[Iccrg] Heresy recapped

Eddy, Wesley M. (GRC-RCN0)[VZ] wesley.m.eddy at nasa.gov
Thu Apr 17 14:11:10 BST 2008


>-----Original Message-----
>From: iccrg-bounces at cs.ucl.ac.uk 
>[mailto:iccrg-bounces at cs.ucl.ac.uk] On Behalf Of Michael Welzl
>Sent: Thursday, April 17, 2008 1:38 AM
>
>>I will just point out that fairness is not a goal of VJ CC; avoiding
>>packet loss is.
>>
>>The inputs to VJ CC are "some bytes were not lost" (an ACK) and "some
>>bytes were probably lost" (an RTO or 3-dupack).  They are not "someone
>>is sending faster than me" or "I'm sending faster than someone else",
>>or any other metric or inference useful for acheiving any form of
>>fairness, because that is not its goal.
>
>Now that ain't true. The choice of AIMD in the Cong.
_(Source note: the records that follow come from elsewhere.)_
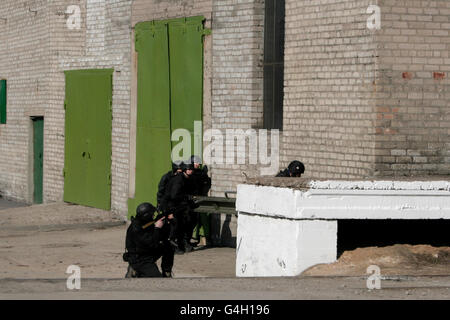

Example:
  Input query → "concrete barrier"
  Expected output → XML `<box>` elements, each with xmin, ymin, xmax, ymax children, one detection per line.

<box><xmin>236</xmin><ymin>181</ymin><xmax>450</xmax><ymax>277</ymax></box>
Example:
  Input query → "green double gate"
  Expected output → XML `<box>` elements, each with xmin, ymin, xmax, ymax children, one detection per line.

<box><xmin>64</xmin><ymin>69</ymin><xmax>113</xmax><ymax>210</ymax></box>
<box><xmin>128</xmin><ymin>17</ymin><xmax>206</xmax><ymax>216</ymax></box>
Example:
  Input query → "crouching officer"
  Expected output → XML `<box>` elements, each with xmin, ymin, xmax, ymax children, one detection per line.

<box><xmin>123</xmin><ymin>202</ymin><xmax>174</xmax><ymax>278</ymax></box>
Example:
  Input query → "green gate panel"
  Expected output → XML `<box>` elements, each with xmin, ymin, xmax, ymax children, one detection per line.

<box><xmin>128</xmin><ymin>22</ymin><xmax>171</xmax><ymax>216</ymax></box>
<box><xmin>169</xmin><ymin>17</ymin><xmax>204</xmax><ymax>159</ymax></box>
<box><xmin>64</xmin><ymin>69</ymin><xmax>113</xmax><ymax>210</ymax></box>
<box><xmin>33</xmin><ymin>118</ymin><xmax>44</xmax><ymax>204</ymax></box>
<box><xmin>128</xmin><ymin>17</ymin><xmax>204</xmax><ymax>217</ymax></box>
<box><xmin>0</xmin><ymin>80</ymin><xmax>6</xmax><ymax>124</ymax></box>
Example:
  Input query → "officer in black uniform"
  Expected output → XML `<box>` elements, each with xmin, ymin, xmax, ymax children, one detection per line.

Avoid & Control
>paper is based on the Chiu/Jain paper (this paper is cited in Van's),
>where AIMD was found to be the only control leading to efficiency
>*and fairness* among the four simple linear ones that they looked at.


The message at:
http://ee.lbl.gov/tcp.html#dynamic
only briefly mentions fairness, and actually labels it as something
for the router to decide, not the end hosts.

The from:
http://ee.lbl.gov/papers/congavoid.pdf
"While algorithms at the transport endpoints can insure the network
capacity isn't exceeded, they cannot insure fair sharing of that
capacity. Only in gateways, at the convergence of flows, is there enough
information to control sharing and fair allocation."

Both references describe the selection of AIMD without reference to
fairness, but specifically for stability.